The Community Series Is Here!

Part of my story is that after my parents died in a car accident when I was 20, I was so consumed with anger and confusion over why God would allow something so awful that I eventually left the church. It was easy enough to do—I never made a commitment to any particular church in college or to my parents’ church. So when I decided not to go anymore, there was really no one to miss me.

At first I reveled in my freedom, happy to be free of what I now considered restraints of accountability and legalism. I not only wandered from the church, but I wandered into other places. Unhealthy places I thought would offer me safety and life and happiness, but which left me feeling used, unknown, and very lonely. Completely without community and love.

Fast forward many years, and I was on my knees in my little apartment, like the woman reaching out to touch Jesus’ robes, hoping that He would have mercy on me and restore me to Him. Which He did, because he had been pursuing me all along despite my angry heart.

I ended up on the East Coast living with my sister Erin’s family. The first Sunday I went to church with her, the Music Director greeted me warmly saying, “Welcome home.” Those words opened a world of safety and community to me for the year I was there. I loved being a part of that church family, growing and serving and being loved. It was a beautiful season for me.

The contrast between the years of no community versus being in community is stark. I’ve shared a bit in the past about how my husband and I struggled to find community once we were married. Those seasons of not having community, whether by choice or not, were dark and lonely and painful.

Each of us on the MF team has a different story of community—times we haven’t had it, times it worked, times it didn’t, how God met us in those places, what we’ve learned, how we’ve failed. The list goes on and on. We have collected many questions and topics from you all to address and discuss, and we are pleased to be officially starting our series on community this week.

We hope this will be a blessing to you as we process what community is and what it means as Christians to live in community with each other. We don’t have all the answers, but we have hearts that are willing to dig deeply and walk this with the Mundane Faithfulness community.

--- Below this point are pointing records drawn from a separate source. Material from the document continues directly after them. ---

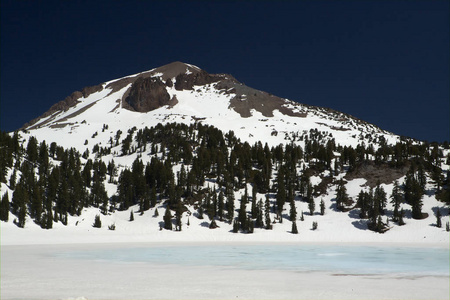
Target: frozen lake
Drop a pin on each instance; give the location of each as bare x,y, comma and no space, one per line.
299,258
222,271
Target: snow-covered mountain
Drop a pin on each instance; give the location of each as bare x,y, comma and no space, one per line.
329,152
184,93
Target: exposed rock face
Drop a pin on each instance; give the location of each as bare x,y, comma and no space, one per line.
147,94
187,81
68,102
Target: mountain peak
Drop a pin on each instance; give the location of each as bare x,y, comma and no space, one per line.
176,68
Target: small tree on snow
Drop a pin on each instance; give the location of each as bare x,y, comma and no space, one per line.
438,218
97,222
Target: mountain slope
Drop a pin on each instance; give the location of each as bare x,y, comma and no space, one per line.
184,93
205,150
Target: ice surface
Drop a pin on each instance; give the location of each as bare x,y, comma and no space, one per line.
53,272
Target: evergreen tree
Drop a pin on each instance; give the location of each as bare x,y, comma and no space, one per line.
294,229
97,222
438,218
281,194
380,198
221,206
293,211
236,226
213,224
153,197
4,206
267,214
168,219
397,199
322,207
341,195
230,205
311,206
400,218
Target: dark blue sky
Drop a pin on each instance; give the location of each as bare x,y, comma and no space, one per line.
386,62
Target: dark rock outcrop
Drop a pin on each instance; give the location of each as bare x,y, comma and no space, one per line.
67,103
147,94
187,81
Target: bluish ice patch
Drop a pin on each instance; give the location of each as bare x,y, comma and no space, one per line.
301,258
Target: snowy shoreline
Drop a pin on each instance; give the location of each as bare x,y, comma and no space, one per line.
50,274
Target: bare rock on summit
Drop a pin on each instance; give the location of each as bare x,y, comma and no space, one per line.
147,94
186,81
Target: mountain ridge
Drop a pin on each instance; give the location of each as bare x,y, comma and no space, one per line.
189,92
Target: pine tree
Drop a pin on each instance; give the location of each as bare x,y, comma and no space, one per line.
230,205
397,199
311,206
267,214
213,224
293,211
97,222
438,218
380,198
221,206
400,218
294,229
4,206
322,207
168,219
236,226
341,195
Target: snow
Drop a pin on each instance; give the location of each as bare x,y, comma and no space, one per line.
30,250
52,273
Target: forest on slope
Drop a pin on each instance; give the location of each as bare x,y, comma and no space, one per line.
198,167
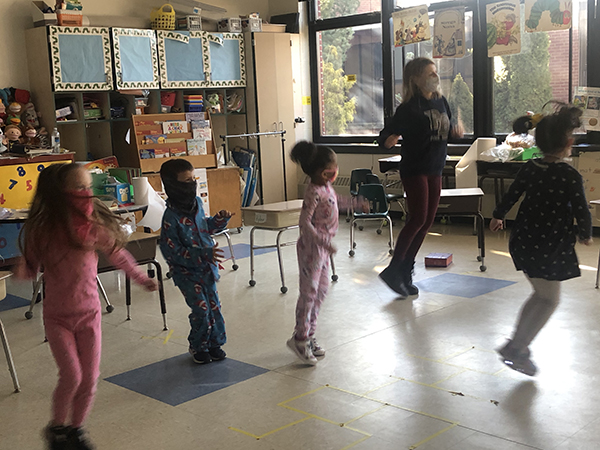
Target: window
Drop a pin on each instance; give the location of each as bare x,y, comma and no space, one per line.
329,9
541,72
351,90
456,74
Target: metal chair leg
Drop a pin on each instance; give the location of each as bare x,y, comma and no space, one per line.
283,286
109,308
9,360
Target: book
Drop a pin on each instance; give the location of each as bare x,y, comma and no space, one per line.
196,147
175,126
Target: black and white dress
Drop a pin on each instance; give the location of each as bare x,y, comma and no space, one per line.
543,237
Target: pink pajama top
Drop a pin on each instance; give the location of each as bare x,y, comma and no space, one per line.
319,219
70,273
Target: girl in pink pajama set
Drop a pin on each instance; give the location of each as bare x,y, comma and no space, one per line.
318,225
64,230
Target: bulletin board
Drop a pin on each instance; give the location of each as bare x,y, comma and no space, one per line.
18,183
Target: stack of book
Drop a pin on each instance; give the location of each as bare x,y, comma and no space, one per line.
193,103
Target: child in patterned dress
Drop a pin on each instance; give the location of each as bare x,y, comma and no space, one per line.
542,241
193,258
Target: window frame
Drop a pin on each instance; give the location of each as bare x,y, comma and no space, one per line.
483,84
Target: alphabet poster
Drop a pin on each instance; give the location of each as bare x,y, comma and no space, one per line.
504,28
449,33
411,25
548,15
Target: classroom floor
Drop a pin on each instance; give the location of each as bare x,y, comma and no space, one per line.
407,374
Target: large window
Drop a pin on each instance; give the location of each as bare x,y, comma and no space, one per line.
351,101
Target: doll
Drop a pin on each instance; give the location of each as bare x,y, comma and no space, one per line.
14,116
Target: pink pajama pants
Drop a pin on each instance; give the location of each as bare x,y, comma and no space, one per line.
75,342
313,262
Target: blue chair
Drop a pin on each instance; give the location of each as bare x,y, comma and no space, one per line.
358,177
379,209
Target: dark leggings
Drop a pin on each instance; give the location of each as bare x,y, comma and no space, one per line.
422,198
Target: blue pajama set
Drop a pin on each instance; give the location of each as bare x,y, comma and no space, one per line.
187,245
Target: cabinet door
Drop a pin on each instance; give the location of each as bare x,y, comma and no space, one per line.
183,58
81,58
136,59
227,60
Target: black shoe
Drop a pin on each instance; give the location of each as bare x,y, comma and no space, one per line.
408,270
217,354
57,437
200,357
78,440
393,279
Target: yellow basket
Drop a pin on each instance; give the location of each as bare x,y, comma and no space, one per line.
163,18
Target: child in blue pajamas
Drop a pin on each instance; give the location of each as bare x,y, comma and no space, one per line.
193,258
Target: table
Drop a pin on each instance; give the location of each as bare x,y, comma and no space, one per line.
9,360
467,203
279,217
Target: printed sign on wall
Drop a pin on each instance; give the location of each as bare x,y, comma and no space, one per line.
411,25
504,28
548,15
449,33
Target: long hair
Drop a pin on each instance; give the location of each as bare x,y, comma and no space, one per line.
311,157
51,215
554,130
412,72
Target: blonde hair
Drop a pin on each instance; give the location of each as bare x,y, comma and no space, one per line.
412,71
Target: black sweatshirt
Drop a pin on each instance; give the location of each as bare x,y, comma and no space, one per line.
424,126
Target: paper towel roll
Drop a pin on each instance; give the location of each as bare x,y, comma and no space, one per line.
140,190
466,169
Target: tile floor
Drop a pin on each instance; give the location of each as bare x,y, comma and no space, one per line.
399,374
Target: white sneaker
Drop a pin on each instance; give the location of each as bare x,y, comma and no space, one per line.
315,347
302,350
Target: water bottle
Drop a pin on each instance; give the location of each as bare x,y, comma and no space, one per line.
55,141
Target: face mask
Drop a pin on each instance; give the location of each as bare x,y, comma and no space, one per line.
182,194
82,200
432,84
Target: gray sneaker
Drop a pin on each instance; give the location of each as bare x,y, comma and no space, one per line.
302,350
518,360
315,347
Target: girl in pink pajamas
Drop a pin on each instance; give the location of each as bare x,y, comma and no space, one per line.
66,227
318,225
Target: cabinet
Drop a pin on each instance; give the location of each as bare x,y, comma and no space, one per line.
270,108
135,58
81,58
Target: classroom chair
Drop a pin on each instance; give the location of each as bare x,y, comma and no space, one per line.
378,210
357,178
9,360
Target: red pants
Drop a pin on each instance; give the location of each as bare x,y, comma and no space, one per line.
422,199
75,343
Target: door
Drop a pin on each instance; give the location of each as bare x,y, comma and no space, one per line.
135,58
227,60
183,58
81,58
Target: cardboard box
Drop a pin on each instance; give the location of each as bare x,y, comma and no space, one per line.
438,260
232,25
120,191
41,19
252,24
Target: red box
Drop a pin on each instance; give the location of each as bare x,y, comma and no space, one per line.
438,260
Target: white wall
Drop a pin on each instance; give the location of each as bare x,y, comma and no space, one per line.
16,17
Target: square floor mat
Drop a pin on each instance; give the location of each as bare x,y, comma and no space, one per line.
12,302
178,380
466,286
242,251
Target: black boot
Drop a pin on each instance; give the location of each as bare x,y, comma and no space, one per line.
78,440
407,272
393,277
57,437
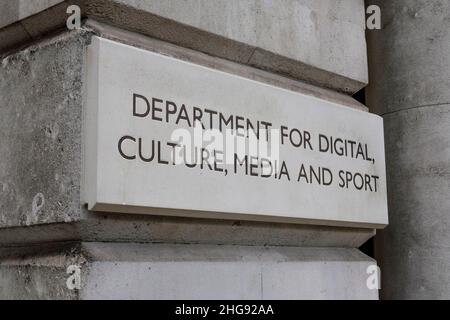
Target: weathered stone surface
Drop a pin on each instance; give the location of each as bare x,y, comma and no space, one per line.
409,57
409,69
15,10
412,250
321,42
43,157
40,167
150,271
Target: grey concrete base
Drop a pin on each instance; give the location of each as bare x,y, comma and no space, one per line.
152,271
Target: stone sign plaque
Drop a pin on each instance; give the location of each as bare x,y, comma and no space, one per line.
168,137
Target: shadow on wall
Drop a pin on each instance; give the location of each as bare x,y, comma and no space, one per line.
9,11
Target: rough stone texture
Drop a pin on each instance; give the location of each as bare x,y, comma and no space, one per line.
40,179
40,174
409,65
40,126
143,271
321,42
14,10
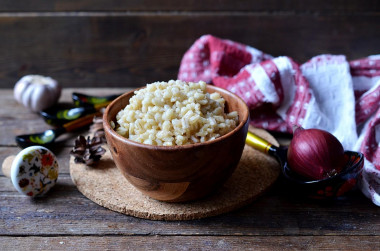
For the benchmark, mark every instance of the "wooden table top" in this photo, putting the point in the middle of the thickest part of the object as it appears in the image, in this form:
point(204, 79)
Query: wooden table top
point(65, 219)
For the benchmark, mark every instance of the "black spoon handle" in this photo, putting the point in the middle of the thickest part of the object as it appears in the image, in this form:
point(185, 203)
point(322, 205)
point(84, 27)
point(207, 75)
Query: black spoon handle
point(83, 99)
point(60, 117)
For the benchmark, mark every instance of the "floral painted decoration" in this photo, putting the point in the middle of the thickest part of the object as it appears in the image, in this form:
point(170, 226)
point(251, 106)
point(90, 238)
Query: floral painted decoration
point(34, 171)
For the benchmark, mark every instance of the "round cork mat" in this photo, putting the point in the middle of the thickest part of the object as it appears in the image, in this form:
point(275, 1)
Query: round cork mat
point(106, 186)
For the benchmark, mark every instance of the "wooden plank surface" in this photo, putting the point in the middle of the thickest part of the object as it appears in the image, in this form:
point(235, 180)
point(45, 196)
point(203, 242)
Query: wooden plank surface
point(66, 219)
point(113, 43)
point(156, 242)
point(205, 5)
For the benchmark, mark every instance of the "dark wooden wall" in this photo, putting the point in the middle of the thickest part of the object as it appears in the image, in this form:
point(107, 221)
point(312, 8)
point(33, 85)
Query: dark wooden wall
point(84, 43)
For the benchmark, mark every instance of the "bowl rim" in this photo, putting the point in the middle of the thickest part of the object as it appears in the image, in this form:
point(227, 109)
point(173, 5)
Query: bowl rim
point(109, 129)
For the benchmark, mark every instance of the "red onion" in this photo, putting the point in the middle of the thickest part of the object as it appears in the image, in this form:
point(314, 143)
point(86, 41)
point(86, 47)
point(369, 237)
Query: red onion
point(315, 154)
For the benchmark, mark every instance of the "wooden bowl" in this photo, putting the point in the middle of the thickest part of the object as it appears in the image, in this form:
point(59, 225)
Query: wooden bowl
point(178, 173)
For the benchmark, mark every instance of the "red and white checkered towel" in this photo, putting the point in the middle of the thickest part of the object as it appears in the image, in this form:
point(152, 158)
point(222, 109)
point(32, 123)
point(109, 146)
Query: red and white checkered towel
point(327, 92)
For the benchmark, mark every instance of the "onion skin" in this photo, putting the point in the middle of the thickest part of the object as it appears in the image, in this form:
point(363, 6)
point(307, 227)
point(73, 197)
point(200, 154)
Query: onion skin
point(315, 154)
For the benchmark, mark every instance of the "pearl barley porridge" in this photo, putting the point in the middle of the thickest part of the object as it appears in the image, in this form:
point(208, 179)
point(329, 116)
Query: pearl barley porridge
point(175, 113)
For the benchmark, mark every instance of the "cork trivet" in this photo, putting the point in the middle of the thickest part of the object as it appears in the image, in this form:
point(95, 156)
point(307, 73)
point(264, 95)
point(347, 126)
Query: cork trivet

Let the peace of Christ keep you in tune with each other, in step with each other. None of this going off and doing your own thing. And cultivate thankfulness. Let the Word of Christ—the Message—have the run of the house. Give it plenty of room in your lives. Instruct and direct one another using good common sense. And sing, sing your hearts out to God! Let every detail in your lives—words, actions, whatever—be done in the name of the Master, Jesus, thanking God the Father every step of the way.
— Colossians 3: 15-17

Dear God, Thank you that you designed us for relationships. Thank you that we are created to do life together with love and kindness and grace. And thank you, most of all, that you sacrificed what was dearest to you in order to have relationships with us. Please give us faith in your love for us, and give us courage and wisdom as we explore what it means to live in community with you and each other. Amen.